Taams - Verbeelding op Utrecht Centraal
Gepubliceerd: vrijdag 8 april 2016 08:00
Raymond Taams - Verbeeldingskracht geeft macht. Je kunt er uitvindingen mee doen. Denk aan Steve Jobs, die de iPhone voor zich zag. Of er verhalen mee verzinnen die je lezers de adem benemen. In tijden van terreurdreiging is verbeeldingskracht soms een beetje een handicap. Alles heeft een keerzijde, je grootste kracht is tevens je zwakte, dat soort clichés.
Mijn fantasie brak me vier geleden voor de eerste keer op na een terreuraanslag. In een bioscoop in Amerika was een schutter binnengedrongen tijdens een voorstelling van Batman. De avond erop hadden wij voor diezelfde film gereserveerd bij de bios op Hoog Catharijne in Utrecht. “Sorry jongens, ik ga niet”, zei ik in de groepsapp tegen mijn vrienden. “Ik weet heus wel dat ik niet word neergeschoten, maar ik zit gewoon niet lekker.
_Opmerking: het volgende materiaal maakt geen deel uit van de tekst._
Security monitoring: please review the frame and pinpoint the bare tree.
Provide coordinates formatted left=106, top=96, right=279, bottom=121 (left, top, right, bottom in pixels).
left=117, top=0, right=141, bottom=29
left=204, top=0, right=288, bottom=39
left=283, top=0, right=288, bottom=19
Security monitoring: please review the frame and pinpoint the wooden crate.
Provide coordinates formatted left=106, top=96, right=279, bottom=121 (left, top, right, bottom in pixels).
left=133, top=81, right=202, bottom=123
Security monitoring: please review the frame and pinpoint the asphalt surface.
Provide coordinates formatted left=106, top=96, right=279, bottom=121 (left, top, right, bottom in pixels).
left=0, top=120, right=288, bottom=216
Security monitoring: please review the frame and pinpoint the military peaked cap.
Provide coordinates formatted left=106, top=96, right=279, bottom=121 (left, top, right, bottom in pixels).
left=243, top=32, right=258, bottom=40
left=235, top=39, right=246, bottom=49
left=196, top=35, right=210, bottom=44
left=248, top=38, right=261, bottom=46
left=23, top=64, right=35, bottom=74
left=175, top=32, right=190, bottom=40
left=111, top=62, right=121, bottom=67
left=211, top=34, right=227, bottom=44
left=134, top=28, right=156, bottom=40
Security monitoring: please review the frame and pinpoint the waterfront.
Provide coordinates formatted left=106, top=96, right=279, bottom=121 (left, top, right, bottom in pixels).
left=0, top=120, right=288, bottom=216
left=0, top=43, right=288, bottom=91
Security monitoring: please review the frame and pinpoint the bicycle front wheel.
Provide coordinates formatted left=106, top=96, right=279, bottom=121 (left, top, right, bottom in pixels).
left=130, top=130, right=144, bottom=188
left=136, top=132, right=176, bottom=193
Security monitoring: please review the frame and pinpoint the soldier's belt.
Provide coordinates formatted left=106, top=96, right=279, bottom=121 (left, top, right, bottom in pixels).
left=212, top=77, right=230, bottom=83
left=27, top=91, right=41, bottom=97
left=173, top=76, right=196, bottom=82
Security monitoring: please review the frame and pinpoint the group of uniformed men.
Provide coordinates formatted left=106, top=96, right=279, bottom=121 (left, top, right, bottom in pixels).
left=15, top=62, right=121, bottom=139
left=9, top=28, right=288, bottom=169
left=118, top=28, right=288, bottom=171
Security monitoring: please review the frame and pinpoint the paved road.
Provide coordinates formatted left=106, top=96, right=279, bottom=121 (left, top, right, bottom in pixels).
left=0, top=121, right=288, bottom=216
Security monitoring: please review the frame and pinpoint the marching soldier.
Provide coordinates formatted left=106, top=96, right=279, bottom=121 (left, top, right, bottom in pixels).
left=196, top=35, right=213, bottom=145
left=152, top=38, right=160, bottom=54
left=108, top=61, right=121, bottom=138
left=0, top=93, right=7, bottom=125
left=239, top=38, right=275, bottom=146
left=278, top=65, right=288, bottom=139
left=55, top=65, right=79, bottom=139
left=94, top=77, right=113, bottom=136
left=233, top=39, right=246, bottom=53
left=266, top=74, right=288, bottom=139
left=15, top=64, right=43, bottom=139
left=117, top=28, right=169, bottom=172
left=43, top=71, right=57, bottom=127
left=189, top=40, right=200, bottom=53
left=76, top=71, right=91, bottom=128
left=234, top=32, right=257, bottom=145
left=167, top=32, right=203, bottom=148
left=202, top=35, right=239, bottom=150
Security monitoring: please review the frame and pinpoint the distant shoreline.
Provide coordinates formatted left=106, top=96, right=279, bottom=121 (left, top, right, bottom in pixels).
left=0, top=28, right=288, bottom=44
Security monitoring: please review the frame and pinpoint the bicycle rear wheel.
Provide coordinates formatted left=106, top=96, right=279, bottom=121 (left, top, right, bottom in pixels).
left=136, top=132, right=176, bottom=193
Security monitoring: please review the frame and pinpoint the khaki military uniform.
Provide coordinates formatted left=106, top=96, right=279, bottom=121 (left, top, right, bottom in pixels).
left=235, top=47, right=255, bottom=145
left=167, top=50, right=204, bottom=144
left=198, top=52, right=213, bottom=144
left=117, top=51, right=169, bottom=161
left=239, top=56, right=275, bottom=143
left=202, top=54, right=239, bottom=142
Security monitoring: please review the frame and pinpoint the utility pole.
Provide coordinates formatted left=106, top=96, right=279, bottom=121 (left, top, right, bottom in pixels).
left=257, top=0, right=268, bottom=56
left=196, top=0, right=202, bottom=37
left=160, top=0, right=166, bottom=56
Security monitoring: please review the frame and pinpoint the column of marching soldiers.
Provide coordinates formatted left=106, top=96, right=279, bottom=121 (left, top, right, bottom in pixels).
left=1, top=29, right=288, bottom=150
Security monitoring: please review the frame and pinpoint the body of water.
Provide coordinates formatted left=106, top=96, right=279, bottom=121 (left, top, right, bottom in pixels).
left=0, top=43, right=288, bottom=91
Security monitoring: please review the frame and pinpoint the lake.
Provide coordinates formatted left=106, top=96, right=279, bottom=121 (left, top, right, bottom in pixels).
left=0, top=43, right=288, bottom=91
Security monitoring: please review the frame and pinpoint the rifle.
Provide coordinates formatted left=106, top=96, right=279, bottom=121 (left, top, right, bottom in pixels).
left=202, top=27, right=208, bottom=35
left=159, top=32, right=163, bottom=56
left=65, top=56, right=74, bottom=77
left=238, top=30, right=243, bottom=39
Ik zie de hele tijd die deurtjes van de zaal naar de foyer openklappen en een man met bivakmuts en machinegeweer binnenstormen."
“Come on Ray, this is not America man”, werd er gereageerd. Daarna werd ik uitgelachen, en misschien ook wel terecht. Maar ik had gewoon last van dat verdomde overschot aan verbeeldingskracht.
Gisteravond liep ik over het Centraal Station van Utrecht. Het was nog licht buiten; reizigers stiefelden met de onrust van de lente in hun lijf over de perrons. Uit het niets begon ik te fantaseren over een plotselinge explosie en rondvliegend metaal. Ik zou een paar meter opzij geblazen worden door de drukgolf en daarna een gapende wond in mijn nek voelen. Er gutst bloed uit en ik kan niet precies zien hoeveel en hoe snel. Ik raak in paniek; ik wil leven, ik wil niet dood. Ik denk aan mijn moeder, zij zit waarschijnlijk nietsvermoedend thuis op de bank.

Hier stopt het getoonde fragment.